Duplication event: Vertex g induces a duplication event if each of Φ(g′) and Φ(g′′) is either equal to or a descendant of Φ(g) but does not satisfy the requirements for a speciation event.
Transfer event: Vertex g induces a transfer event if exactly one of Φ(g′) and Φ(g′′) is either equal to or a descendant of Φ(g) and the other is neither an ancestor nor a descendant of Φ(g).
Loss events: Each non-root vertex g (including leaf vertices) may induce zero or more loss events as follows: Let p(g) denote the parent of g in tree G. If Φ(p(g)) is ancestral to Φ(g), then each species vertex s on the path from Φ(p(g)) to Φ(g) induces a loss event, except for Φ(g) and also not Φ(p(g)) if p(g) induces a speciation event.

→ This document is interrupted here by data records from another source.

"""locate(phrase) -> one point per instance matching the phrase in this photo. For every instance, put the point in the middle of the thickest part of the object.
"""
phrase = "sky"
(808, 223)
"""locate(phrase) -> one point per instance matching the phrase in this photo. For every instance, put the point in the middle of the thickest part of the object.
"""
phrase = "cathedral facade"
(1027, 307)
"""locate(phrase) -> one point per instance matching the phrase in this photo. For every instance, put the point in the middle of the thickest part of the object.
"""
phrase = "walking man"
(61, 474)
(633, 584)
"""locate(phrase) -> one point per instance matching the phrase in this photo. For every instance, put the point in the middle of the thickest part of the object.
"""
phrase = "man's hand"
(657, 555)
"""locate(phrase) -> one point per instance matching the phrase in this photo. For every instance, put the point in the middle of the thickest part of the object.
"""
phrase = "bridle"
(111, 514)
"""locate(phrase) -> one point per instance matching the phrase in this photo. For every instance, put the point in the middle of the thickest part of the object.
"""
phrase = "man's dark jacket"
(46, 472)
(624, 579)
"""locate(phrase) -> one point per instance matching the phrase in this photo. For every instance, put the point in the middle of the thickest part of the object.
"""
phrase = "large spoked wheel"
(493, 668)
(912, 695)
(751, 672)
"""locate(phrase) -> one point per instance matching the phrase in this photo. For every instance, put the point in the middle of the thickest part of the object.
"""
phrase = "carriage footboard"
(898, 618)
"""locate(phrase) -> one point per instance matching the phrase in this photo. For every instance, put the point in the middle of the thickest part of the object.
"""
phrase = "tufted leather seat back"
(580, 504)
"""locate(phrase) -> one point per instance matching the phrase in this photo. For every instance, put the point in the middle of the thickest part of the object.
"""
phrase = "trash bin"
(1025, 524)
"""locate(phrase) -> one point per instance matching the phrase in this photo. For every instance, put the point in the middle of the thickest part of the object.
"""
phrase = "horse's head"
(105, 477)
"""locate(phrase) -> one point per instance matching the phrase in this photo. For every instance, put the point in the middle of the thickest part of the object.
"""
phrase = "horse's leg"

For each loss induced by a vertex s on the path from Φ(p(g)) to Φ(g), we say that gpasses through s.
The cost of a reconciliation mapping is defined to be the sum of the costs of all of the induced events. Typically, speciations events are considered null events and thus have cost zero. A minimum cost reconciliation mapping is called a maximum parsimony reconciliation (MPR). Figure 1a shows an example of a DTL-MPR instance and Fig. 1b, c shows two different MPRs for that instance using duplication, transfer, and loss costs of 1, 4, and 1, respectively.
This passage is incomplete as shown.